Opicinus de Canistris (21.12.2005)
Opicinus est ressuscité.
Opicinus de Canistris. Opi pour les dames. Rien à voir avec les Hopis du désert de l’Arizona. Opi vient au monde près de Pavie en 1296. Il occupe le même job (scribe) de 1330 à sa mort en 1351. Jusque là, rien d’extraordinaire, à part son nom qui a de la gueule. En ce temps là les papes sont en Avignon. Opicinus qui a eu une jeunesse agitée s’y fixe et y trouve un terrain d’élection pour son festival. Quand il y arrive en 1329, il est plutôt destroy et miné par les privations. C’est qu’il sort d’une dérive qui a duré plusieurs années du fait de l’excommunication qui le frappe. Accusé de délit simoniaque, lui qui était prêtre. La simonie c’est pas une perversion sexuelle comme vous l’imaginez, bande de polissons. D’après mon Petit Robert, cela signifie que l’Opi s’était livré à des trafics de choses spirituelles. De quoi faire désordre à une époque où François d’Assise s’efforce de faire le ménage dans l’Eglise à grands coups de stigmates.
Mais, je m’égare. Revenons en Avignon, au Palais des papes, en l’an 2000, où votre petite âme errante se souvient d’avoir vu 4 parchemins d’Opicinus dans une salle ayant dû servir de prison si on en croit les graffiti sur les murs : «c’est la faute d’une vache si je suis ici, vive l’Anarchie».
Moi, qui était là pour une dégustation de vins de Provence, je suis restée le kiki serré devant ces dessins fantastico-cosmiques à base cartographique où l’auteur anthropomorphise les continents en interprétant leurs contours. Opicinus est considéré par Muriel Laharie comme «le premier paraphrène connu de l’histoire de la psychiatrie». Je sais pas ce que ça veut dire mais, dans le cas d’Opi, ça signifie qu’après un sévère déjantage, il se met grosso modo à se prendre pour Dieu et à vouloir être pape.
En résultent deux importants manuscrits conservés à la Bibliothèque vaticane qui sont périodiquement l’objet de la curiosité des décrypteurs. Ces temps-ci sort aux Editions Le Léopard d’Or un bouquin de 60 €, 484 pages et 8 planches sur le sujet. Son titre ? Opicinus de Canistris, prêtre, pape et christ ressuscité. Son auteur ? Guy Roux, «neuropsychiatre libéral». Celui-ci aurait déjà écrit autre chose sur Opi mais j’ai dû manquer un épisode.

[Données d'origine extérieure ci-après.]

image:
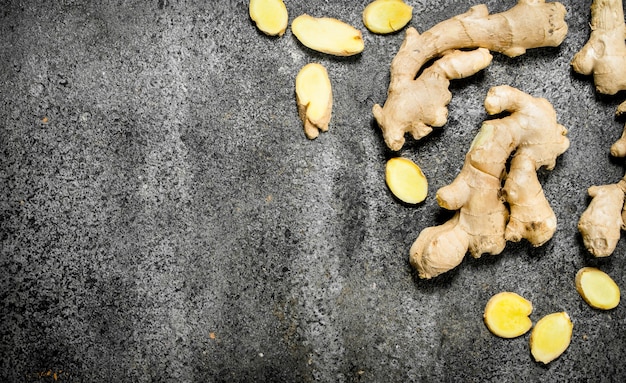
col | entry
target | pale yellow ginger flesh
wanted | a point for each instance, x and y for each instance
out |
(550, 337)
(406, 180)
(270, 16)
(604, 55)
(315, 99)
(597, 288)
(387, 16)
(528, 24)
(507, 315)
(328, 35)
(601, 223)
(482, 223)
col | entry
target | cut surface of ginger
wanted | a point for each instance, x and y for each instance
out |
(406, 180)
(328, 35)
(315, 98)
(387, 16)
(507, 315)
(270, 16)
(550, 337)
(597, 288)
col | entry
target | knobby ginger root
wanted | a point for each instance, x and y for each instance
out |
(597, 288)
(328, 35)
(550, 337)
(506, 315)
(315, 99)
(406, 180)
(387, 16)
(529, 24)
(270, 16)
(482, 223)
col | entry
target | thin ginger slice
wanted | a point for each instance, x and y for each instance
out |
(507, 315)
(270, 16)
(328, 35)
(597, 288)
(387, 16)
(315, 99)
(406, 180)
(550, 337)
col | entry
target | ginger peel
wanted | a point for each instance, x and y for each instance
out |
(507, 315)
(328, 35)
(482, 223)
(528, 24)
(387, 16)
(315, 99)
(597, 288)
(550, 337)
(270, 16)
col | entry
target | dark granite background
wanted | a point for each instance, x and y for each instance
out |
(164, 219)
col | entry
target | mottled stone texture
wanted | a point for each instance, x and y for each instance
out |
(164, 219)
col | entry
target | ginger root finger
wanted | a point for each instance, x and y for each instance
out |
(315, 99)
(270, 16)
(328, 35)
(550, 337)
(597, 288)
(387, 16)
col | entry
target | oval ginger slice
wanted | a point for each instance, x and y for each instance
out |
(597, 288)
(328, 35)
(551, 337)
(387, 16)
(270, 16)
(506, 315)
(406, 180)
(314, 96)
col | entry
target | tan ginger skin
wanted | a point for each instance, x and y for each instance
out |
(482, 223)
(529, 24)
(604, 57)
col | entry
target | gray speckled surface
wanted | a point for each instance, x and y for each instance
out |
(169, 222)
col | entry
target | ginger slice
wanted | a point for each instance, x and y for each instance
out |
(387, 16)
(406, 180)
(270, 16)
(506, 315)
(597, 288)
(550, 337)
(315, 99)
(328, 35)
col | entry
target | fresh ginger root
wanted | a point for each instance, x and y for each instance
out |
(328, 35)
(507, 315)
(550, 337)
(315, 99)
(406, 180)
(529, 24)
(482, 223)
(270, 16)
(387, 16)
(597, 288)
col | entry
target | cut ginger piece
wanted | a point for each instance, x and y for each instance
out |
(270, 16)
(328, 35)
(387, 16)
(597, 288)
(550, 337)
(507, 315)
(315, 98)
(406, 180)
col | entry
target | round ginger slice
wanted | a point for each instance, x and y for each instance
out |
(506, 315)
(597, 288)
(387, 16)
(551, 337)
(328, 35)
(406, 180)
(270, 16)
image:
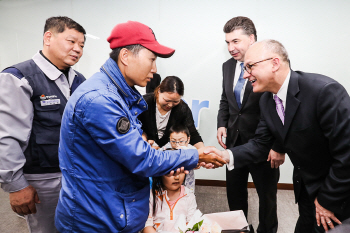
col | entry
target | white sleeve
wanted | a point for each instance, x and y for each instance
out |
(230, 165)
(192, 206)
(149, 222)
(16, 114)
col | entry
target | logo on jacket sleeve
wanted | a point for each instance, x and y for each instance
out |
(123, 125)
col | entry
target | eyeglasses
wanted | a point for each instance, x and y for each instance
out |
(181, 143)
(248, 67)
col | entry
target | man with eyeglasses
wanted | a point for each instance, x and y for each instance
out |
(239, 115)
(307, 116)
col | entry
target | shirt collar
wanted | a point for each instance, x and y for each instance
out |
(282, 92)
(49, 69)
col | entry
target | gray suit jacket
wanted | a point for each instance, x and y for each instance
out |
(242, 122)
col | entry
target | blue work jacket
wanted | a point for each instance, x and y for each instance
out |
(105, 163)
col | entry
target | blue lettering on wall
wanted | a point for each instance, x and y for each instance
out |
(196, 108)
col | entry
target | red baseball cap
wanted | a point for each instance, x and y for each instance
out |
(133, 32)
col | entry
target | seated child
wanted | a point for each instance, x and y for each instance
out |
(169, 199)
(179, 139)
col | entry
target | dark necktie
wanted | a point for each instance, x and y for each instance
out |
(279, 108)
(239, 86)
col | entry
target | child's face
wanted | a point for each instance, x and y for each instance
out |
(173, 183)
(179, 139)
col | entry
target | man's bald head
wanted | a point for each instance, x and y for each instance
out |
(267, 65)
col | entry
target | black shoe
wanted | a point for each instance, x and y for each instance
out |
(20, 216)
(251, 228)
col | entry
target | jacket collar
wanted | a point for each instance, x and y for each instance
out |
(130, 95)
(292, 103)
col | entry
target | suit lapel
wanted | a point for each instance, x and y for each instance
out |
(231, 77)
(271, 105)
(292, 103)
(247, 91)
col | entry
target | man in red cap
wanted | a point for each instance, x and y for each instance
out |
(105, 163)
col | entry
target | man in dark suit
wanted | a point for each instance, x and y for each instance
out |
(239, 114)
(308, 116)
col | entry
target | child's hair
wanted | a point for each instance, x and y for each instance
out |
(158, 188)
(179, 128)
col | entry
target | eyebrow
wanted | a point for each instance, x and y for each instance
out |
(74, 37)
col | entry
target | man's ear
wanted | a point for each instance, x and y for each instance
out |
(47, 37)
(252, 39)
(124, 56)
(276, 63)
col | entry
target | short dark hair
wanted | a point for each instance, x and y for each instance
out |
(171, 84)
(179, 128)
(59, 23)
(241, 22)
(135, 49)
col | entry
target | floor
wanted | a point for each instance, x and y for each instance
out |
(209, 200)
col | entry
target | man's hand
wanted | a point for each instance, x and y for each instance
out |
(221, 133)
(177, 172)
(325, 217)
(212, 155)
(23, 201)
(277, 159)
(153, 144)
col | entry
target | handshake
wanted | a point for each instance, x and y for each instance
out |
(210, 157)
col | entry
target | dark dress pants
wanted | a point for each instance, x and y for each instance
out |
(265, 180)
(307, 214)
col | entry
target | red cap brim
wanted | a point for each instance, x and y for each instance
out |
(159, 50)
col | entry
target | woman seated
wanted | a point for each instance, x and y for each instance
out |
(165, 108)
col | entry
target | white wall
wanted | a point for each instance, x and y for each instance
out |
(315, 33)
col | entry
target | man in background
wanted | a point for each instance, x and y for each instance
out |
(33, 95)
(239, 115)
(307, 116)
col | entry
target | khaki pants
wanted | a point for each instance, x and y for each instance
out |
(43, 221)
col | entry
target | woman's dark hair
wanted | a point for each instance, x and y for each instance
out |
(179, 128)
(171, 84)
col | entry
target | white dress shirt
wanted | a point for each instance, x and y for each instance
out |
(235, 80)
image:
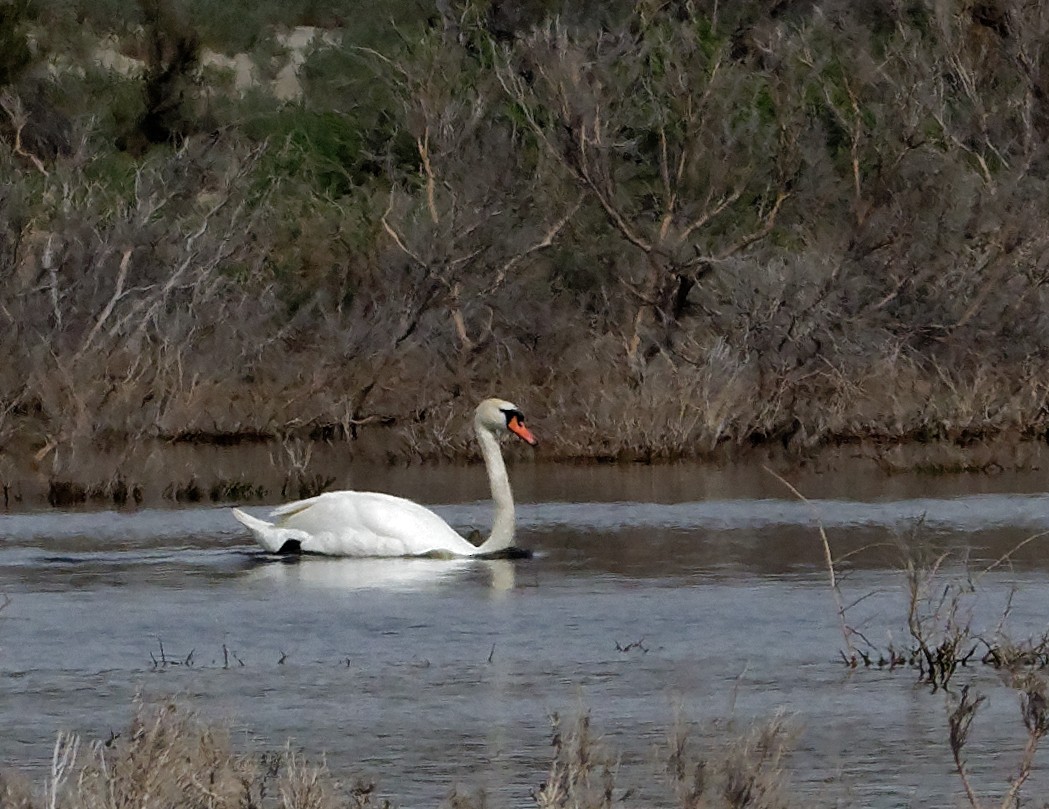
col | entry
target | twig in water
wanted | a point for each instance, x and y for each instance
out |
(847, 631)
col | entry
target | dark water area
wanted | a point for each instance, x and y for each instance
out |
(656, 593)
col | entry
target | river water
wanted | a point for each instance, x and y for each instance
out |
(656, 594)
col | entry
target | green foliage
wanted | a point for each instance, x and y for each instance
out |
(15, 54)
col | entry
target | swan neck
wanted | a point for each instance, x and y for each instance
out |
(502, 523)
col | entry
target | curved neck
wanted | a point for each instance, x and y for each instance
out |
(502, 524)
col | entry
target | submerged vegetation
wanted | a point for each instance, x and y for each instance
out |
(679, 230)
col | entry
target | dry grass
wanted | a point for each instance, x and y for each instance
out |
(169, 759)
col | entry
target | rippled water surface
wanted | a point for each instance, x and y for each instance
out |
(655, 593)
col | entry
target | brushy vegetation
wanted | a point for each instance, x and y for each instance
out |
(677, 230)
(169, 759)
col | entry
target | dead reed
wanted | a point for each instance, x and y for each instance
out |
(168, 758)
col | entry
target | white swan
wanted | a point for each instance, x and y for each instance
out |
(370, 524)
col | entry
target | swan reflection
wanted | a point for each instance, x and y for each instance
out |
(385, 573)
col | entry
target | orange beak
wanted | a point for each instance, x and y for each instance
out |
(515, 426)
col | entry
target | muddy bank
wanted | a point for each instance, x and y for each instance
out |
(257, 469)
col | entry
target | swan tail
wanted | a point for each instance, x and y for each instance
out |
(272, 538)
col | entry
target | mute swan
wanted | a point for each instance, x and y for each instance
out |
(370, 524)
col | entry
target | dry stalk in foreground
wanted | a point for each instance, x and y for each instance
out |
(168, 759)
(848, 633)
(1034, 711)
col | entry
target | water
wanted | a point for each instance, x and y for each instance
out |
(655, 594)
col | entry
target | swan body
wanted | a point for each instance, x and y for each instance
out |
(371, 524)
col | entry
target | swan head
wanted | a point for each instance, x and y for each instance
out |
(499, 416)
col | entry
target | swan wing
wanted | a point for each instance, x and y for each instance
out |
(369, 524)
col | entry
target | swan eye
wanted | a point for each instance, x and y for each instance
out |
(514, 414)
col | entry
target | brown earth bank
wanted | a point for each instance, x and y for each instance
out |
(667, 231)
(259, 469)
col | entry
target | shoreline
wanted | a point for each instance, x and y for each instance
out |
(164, 473)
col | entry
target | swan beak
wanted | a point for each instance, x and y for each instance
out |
(516, 427)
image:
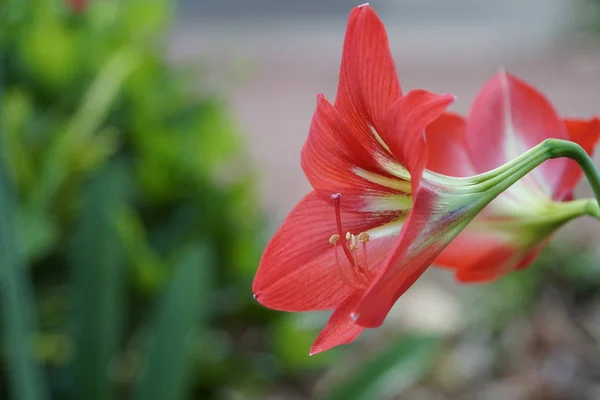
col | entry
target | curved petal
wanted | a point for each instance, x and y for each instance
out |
(337, 159)
(368, 84)
(586, 133)
(447, 146)
(340, 328)
(426, 232)
(477, 256)
(298, 270)
(405, 125)
(507, 118)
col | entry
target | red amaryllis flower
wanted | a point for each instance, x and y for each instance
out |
(508, 118)
(376, 218)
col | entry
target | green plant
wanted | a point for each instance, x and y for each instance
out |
(128, 241)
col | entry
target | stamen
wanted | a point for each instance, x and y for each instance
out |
(338, 221)
(337, 262)
(364, 238)
(360, 273)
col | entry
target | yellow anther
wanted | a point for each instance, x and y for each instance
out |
(363, 237)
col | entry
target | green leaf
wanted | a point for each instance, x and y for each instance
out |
(184, 302)
(97, 285)
(397, 366)
(16, 300)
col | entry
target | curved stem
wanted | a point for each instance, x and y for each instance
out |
(564, 148)
(516, 169)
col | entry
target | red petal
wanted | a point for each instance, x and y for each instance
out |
(419, 243)
(298, 271)
(406, 122)
(447, 146)
(340, 328)
(507, 118)
(368, 84)
(586, 134)
(479, 257)
(333, 152)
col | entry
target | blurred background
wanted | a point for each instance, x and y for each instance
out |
(149, 148)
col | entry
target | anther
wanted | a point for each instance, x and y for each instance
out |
(363, 237)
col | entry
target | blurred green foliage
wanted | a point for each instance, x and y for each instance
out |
(132, 237)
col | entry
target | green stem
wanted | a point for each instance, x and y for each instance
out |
(516, 169)
(563, 148)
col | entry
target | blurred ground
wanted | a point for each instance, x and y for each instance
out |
(273, 58)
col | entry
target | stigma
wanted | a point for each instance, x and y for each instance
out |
(355, 272)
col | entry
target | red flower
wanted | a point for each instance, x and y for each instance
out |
(508, 118)
(377, 218)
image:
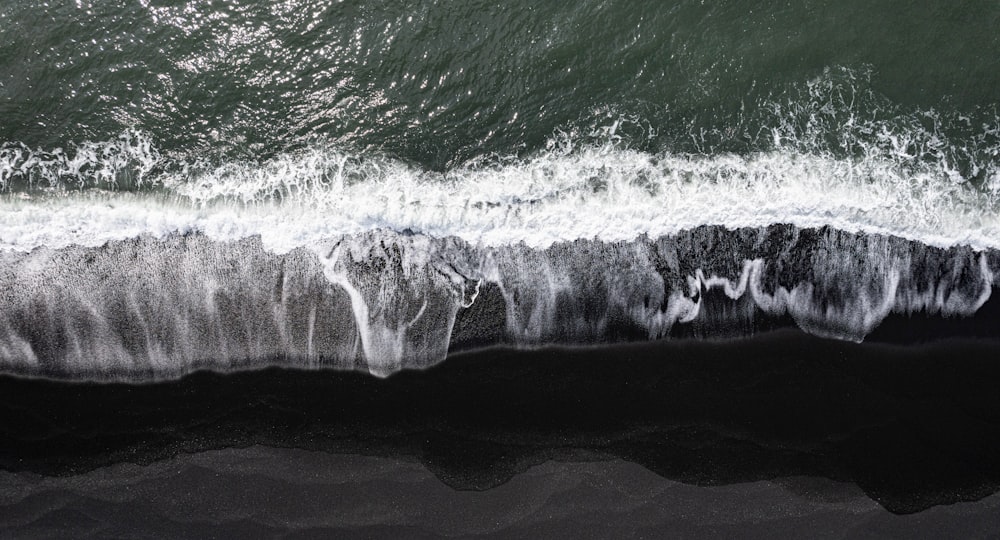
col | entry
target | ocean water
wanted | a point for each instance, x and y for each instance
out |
(497, 123)
(432, 267)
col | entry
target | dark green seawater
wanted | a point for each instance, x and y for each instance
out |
(865, 115)
(440, 82)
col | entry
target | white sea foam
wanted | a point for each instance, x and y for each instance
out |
(564, 193)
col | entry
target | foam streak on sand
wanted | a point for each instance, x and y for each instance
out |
(148, 308)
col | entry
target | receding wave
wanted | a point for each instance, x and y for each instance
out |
(827, 152)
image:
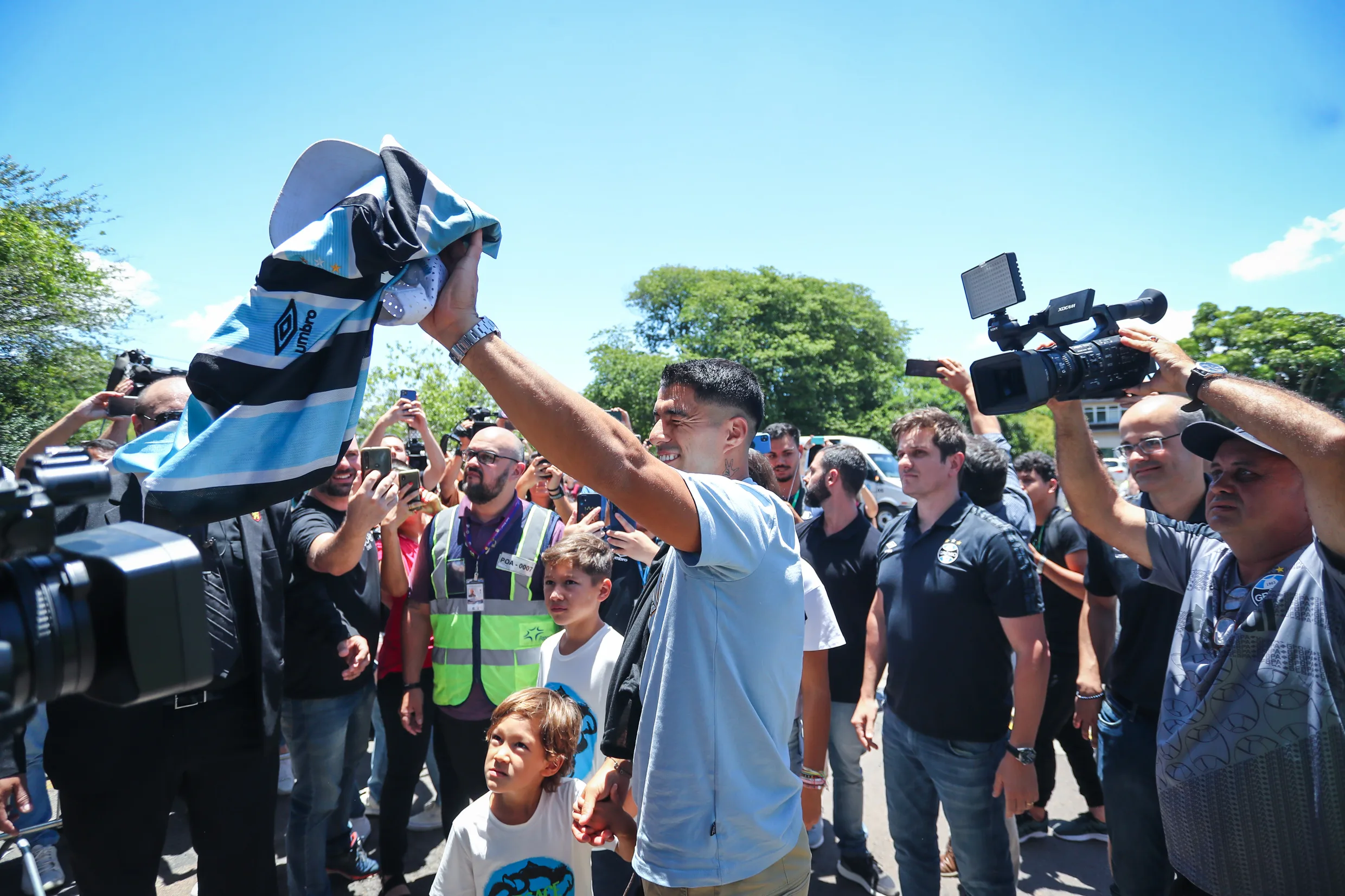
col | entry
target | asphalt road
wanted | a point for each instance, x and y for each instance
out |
(1049, 867)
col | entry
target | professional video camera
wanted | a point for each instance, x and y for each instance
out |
(1098, 366)
(140, 369)
(113, 613)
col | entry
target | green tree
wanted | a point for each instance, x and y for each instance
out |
(828, 355)
(444, 390)
(58, 312)
(1301, 351)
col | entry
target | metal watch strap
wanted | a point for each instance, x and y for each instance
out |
(483, 328)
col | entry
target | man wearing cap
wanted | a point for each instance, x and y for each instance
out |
(1250, 738)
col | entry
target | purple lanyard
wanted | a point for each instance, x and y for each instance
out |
(467, 537)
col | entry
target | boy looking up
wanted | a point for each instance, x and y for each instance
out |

01:20 | Lien permanent | Commentaires (2) | Tags : opicinus de canistris | | Imprimer | | |
Commentaires
En effet, il y a déjà eu une édition aux memes éditions du Léopard d'or il y a quelques années sur Opicinus de Canistris par les memes auteurs dont vous parlez. Il semble que, si toutes les planches que vous avez utilisées en illustrations ont été extraites du livre, ce soit une édition "augmentée". Ce qui est assez énervant. Peuvent pas tout éditer d'un coup? Ca ferait moins cher...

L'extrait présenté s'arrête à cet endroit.